I am particularly interested in Merton’s holistic approach to social action, beginning with the foundation of men and women being created in God’s image. Our care for others springs from a our common place as beloved creations of God living in a world whose systems and power brokers frequently seek to desecrate others for the sake of profit and control. Merton’s words are particularly challenging and instructive for Christians seeking to engage in American politics.
“We apparently cannot conceive material and worldly things seriously as having any capacity to be ‘spiritual.’ But Christian social action, on the contrary, conceives man’s work itself as a spiritual reality, or rather it envisages those conditions under which man’s work can recover a certain spiritual and holy quality, so that it becomes for man a source of spiritual renewal, as well as of material livelihood.

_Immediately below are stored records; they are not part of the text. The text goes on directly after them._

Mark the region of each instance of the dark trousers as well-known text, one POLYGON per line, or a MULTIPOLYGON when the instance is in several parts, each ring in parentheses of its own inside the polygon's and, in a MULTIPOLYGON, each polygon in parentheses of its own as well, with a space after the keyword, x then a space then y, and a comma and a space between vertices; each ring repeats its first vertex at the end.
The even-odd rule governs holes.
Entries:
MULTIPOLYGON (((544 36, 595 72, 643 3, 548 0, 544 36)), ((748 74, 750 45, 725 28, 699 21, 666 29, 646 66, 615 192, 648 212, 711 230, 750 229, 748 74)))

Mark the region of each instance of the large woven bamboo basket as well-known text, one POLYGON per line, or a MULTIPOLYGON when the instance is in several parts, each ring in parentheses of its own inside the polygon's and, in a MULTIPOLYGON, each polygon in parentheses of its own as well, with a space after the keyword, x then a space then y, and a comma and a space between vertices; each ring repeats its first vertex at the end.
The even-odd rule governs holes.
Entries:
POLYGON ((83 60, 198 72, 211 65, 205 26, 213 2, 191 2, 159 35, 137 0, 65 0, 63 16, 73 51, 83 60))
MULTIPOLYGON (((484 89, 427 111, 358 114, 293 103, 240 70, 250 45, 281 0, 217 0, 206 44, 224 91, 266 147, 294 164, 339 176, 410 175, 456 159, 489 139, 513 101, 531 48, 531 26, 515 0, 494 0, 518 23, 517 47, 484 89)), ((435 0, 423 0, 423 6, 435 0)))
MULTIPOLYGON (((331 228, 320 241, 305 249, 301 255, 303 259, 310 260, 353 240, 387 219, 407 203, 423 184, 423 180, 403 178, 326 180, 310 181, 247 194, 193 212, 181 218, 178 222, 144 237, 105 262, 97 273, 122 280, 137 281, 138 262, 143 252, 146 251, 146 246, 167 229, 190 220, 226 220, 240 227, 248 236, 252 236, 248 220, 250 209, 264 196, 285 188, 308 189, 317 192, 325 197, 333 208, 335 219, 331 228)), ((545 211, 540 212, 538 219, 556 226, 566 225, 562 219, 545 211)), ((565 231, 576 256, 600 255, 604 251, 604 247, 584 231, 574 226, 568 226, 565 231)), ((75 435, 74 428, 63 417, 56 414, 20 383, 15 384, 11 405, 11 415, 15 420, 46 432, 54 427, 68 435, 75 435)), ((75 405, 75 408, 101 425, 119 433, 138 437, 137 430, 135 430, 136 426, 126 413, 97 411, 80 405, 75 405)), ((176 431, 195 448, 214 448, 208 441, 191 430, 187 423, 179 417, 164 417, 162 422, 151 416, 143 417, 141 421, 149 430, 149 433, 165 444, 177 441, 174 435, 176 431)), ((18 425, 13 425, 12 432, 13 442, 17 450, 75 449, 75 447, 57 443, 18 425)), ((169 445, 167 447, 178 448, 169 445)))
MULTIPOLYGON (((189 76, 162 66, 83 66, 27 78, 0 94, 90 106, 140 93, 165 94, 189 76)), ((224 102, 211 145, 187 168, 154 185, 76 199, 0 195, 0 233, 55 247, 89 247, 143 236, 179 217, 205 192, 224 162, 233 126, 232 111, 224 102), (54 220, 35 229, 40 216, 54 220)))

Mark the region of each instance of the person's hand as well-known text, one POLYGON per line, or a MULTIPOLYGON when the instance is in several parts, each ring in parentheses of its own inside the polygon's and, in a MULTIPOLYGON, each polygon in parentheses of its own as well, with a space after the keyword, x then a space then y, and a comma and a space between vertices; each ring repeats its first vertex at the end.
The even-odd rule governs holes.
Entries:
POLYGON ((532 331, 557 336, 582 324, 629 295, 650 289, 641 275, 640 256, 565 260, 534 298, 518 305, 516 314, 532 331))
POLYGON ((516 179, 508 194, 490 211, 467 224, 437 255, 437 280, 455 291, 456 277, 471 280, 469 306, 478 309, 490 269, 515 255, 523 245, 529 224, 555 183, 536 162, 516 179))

Christian social action is first of all action that discovers religion in politics, religion in work, religion in social programs for better wages, Social Security, etc., not at all to ‘win the worker for the Church,’ but because God became man, because every man is potentially Christ, because Christ is our brother, and because we have no right to let our brother live in want, or in degradation, or in any form of squalor whether physical or spiritual. In a word, if we really understood the meaning of Christianity in social life we would see it as part of the redemptive work of Christ, liberating man from misery, squalor, subhuman living conditions, economic or political slavery, ignorance, alienation.
Once this has been said, we understand what it might mean to transform the world by political principles spiritualized by the Gospel. It is an attempt to elevate man, whether professedly Christian or not, to a level consonant with his dignity as a Son of God, redeemed by Christ, liberated from the powers that keep him in subjection, the old dark gods of war, lust, power, and greed. In such a context, political action itself is a kind of spiritual action, an expression of spiritual responsibility, and a witness to Christ. But never merely by the insertion of religious clichés into political programs.”